Every second, a gun shoots a bullet in the same direction at a random constant speed between 0 and 1.
The speeds of the bullets are independent uniform random variables. Each bullet keeps the exact same speed and when two bullets collide, they are both annihilated.
After shooting 20 bullets, what is the probability that eventually all the bullets will be annihilated?
Copied from https://research.ibm.com/haifa/ponderthis/challenges/May2014.html - you might want to consult the 'solution' there before posting.
Edit: The answer in What is the probability that all the bullets will be destroyed? is not correct.
Quote from https://research.ibm.com/haifa/ponderthis/solutions/May2014.html:
Note, for example, that the same order of bullet speeds can yield different collision results: For example, let's look at two cases of four bullet speeds: A. 0.5, 0.65, 0.9, 0.6 B. 0.5, 0.8, 0.9, 0.6 In both cases, the permutation order is the same. The first bullet is the slowest, the second is the second fastest, the third is the fastest, and the last is the second-slowest.
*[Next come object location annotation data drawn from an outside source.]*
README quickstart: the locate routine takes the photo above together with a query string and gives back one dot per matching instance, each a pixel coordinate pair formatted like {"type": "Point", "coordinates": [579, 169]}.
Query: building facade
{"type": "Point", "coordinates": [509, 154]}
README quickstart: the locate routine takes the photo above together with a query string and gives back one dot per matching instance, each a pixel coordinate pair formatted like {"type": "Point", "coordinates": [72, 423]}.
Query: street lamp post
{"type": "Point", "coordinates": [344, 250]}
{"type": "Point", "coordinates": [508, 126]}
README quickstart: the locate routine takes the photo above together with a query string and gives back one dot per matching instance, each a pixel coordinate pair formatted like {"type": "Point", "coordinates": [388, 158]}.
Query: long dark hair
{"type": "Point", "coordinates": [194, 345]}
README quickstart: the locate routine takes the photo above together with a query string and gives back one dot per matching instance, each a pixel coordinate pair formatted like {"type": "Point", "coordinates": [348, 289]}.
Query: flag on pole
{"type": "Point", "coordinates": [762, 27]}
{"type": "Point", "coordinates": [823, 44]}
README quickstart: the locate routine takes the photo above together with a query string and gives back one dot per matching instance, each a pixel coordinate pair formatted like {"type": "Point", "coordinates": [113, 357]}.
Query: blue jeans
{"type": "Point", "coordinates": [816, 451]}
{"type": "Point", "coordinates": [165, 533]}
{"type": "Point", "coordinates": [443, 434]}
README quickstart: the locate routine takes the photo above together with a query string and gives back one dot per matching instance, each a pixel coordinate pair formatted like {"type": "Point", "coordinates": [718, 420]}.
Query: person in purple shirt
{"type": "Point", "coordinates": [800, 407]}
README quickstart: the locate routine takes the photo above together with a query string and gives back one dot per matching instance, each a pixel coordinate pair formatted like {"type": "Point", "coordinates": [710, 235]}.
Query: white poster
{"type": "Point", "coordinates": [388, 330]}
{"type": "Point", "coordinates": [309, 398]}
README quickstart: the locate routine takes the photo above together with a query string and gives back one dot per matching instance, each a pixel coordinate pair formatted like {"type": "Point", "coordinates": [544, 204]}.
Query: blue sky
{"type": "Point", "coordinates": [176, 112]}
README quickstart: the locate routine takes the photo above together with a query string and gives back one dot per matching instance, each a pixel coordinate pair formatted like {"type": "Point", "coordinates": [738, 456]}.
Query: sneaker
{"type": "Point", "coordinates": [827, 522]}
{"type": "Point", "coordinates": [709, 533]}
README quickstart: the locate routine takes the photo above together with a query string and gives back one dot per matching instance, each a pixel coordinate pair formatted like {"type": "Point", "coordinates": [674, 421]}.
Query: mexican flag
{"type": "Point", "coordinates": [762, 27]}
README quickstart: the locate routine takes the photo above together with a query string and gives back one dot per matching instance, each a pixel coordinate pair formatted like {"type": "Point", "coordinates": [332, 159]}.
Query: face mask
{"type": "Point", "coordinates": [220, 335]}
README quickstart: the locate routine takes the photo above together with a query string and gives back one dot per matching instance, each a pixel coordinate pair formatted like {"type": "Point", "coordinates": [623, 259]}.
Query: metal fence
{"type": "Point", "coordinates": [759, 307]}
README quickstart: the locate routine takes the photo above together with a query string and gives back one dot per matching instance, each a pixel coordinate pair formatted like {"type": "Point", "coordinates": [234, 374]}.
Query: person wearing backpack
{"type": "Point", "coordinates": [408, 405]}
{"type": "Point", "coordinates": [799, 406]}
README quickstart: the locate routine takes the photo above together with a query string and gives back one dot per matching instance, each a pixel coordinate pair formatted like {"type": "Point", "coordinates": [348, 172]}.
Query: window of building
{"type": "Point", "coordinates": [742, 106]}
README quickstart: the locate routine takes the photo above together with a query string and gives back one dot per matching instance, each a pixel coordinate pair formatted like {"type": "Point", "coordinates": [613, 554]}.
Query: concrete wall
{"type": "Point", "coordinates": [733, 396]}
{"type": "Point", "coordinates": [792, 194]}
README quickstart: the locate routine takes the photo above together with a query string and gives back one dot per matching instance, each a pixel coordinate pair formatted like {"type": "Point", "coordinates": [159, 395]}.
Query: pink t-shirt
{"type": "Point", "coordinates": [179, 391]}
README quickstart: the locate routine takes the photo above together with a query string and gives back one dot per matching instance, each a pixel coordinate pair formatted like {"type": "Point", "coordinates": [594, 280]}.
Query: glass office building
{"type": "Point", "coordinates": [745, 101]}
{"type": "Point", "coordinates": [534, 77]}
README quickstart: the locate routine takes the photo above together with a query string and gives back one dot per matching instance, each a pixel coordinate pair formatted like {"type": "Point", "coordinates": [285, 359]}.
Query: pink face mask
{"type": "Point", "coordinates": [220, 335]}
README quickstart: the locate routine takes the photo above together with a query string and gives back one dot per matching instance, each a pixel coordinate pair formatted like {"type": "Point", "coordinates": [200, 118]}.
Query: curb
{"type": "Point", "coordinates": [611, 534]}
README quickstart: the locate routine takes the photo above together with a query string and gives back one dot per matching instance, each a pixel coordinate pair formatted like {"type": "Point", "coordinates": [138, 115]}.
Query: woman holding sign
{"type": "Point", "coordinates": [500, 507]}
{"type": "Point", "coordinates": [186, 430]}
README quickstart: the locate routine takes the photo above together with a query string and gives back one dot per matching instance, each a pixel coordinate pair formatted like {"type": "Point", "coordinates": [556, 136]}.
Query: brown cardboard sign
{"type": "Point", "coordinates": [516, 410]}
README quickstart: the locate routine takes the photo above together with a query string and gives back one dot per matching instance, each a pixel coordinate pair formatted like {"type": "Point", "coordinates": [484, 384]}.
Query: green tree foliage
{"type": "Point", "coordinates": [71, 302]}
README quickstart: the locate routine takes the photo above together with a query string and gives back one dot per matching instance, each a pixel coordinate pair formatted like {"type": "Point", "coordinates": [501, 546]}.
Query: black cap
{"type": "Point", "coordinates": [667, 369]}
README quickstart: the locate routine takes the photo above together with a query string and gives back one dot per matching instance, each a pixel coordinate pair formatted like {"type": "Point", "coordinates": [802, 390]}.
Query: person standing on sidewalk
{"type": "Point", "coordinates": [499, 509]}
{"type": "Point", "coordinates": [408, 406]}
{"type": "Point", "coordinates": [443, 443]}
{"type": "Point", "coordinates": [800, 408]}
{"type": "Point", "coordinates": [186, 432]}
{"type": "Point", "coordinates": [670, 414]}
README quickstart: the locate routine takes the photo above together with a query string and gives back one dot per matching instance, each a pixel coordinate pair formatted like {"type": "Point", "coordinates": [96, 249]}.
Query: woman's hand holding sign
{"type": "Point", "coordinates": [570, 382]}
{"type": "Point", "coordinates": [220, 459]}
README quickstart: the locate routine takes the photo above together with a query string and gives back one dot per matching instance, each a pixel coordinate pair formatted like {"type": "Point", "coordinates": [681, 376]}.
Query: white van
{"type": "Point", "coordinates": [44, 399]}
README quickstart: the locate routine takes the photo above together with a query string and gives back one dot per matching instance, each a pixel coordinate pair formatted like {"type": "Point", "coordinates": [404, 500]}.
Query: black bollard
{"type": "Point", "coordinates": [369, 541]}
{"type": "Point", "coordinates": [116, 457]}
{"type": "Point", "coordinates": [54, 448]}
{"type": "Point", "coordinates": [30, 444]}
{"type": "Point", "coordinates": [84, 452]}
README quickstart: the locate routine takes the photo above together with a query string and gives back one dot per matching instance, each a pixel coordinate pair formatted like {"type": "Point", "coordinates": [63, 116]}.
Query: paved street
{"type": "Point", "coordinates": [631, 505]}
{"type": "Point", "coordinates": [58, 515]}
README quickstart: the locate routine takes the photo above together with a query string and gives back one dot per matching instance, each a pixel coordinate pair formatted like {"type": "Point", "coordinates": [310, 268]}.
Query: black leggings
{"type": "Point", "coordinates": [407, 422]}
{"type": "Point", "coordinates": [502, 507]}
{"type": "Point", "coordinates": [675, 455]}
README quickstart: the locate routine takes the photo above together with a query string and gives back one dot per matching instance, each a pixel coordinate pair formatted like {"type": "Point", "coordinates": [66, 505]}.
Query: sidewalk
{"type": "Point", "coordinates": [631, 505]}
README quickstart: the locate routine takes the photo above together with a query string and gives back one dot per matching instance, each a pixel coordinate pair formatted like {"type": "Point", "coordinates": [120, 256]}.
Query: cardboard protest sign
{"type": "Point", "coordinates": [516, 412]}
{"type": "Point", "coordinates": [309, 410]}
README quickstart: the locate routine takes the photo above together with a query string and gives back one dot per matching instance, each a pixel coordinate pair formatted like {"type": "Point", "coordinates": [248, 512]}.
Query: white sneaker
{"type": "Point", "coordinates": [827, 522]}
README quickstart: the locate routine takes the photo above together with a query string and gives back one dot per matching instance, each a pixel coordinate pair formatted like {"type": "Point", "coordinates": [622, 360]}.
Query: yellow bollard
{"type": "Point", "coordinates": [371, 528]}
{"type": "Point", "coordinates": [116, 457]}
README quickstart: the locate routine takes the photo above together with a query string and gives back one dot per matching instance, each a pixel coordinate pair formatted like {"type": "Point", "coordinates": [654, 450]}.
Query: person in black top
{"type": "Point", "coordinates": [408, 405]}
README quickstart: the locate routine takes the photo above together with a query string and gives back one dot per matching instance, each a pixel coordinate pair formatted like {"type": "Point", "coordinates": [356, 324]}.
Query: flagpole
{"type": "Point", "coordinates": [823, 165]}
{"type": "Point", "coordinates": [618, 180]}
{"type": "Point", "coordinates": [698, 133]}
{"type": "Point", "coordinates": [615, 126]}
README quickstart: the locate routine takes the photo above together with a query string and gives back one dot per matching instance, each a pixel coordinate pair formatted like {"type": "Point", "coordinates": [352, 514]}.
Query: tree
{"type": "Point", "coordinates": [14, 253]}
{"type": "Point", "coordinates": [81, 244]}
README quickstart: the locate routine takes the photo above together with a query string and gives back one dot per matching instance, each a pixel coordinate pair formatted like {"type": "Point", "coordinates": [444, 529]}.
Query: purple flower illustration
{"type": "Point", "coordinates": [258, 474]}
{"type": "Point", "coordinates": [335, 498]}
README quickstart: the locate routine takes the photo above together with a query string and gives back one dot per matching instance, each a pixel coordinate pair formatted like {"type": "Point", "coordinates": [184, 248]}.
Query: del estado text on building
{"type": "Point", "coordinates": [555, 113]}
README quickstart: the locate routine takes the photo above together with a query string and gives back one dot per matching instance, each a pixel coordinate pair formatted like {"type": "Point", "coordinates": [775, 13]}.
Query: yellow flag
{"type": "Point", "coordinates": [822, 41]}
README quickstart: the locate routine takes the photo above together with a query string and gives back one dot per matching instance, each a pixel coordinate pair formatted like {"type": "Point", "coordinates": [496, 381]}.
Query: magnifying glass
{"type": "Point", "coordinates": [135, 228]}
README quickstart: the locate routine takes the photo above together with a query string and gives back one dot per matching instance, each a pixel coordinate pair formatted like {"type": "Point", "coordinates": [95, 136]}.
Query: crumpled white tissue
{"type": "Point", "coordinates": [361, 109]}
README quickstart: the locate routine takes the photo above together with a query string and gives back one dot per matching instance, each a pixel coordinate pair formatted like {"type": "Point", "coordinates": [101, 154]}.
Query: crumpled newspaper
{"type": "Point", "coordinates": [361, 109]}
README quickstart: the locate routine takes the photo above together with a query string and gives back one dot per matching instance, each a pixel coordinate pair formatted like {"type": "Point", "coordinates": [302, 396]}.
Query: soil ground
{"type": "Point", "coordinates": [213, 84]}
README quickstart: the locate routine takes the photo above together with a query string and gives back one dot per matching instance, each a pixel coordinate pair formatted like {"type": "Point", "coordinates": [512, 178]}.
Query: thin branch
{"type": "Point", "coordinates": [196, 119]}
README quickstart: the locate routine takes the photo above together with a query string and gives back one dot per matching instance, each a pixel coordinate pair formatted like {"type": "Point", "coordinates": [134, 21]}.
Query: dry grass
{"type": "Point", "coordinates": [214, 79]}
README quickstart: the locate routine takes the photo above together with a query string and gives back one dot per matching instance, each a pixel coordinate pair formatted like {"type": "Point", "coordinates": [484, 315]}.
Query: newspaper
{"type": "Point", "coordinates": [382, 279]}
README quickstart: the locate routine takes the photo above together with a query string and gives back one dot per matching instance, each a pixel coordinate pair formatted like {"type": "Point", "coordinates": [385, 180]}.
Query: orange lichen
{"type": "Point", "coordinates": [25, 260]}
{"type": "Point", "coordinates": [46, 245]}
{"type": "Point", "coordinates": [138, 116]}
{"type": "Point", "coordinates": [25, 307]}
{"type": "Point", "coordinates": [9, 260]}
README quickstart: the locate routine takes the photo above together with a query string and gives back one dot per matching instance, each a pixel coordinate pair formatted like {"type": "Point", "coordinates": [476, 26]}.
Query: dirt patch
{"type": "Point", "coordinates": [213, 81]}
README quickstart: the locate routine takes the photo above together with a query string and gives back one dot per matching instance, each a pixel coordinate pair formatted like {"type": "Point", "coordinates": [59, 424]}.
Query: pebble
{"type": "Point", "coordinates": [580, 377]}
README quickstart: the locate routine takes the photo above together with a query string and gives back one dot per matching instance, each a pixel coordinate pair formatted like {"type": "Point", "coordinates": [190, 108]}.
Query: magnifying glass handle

But if we examine the collisions pattern we see that A. 0.5, 0.65, 0.9, 0.6 will yield zero bullets (first the 0.9 will run into the 0.65 and then the 0.6 will collide with the first 0.5 bullet); and B. 0.5, 0.8, 0.9, 0.6 will give two live bullets forever (first the 0.8 will annihilate the 0.5, then the remaining 0.9 and 0.6 will run forever).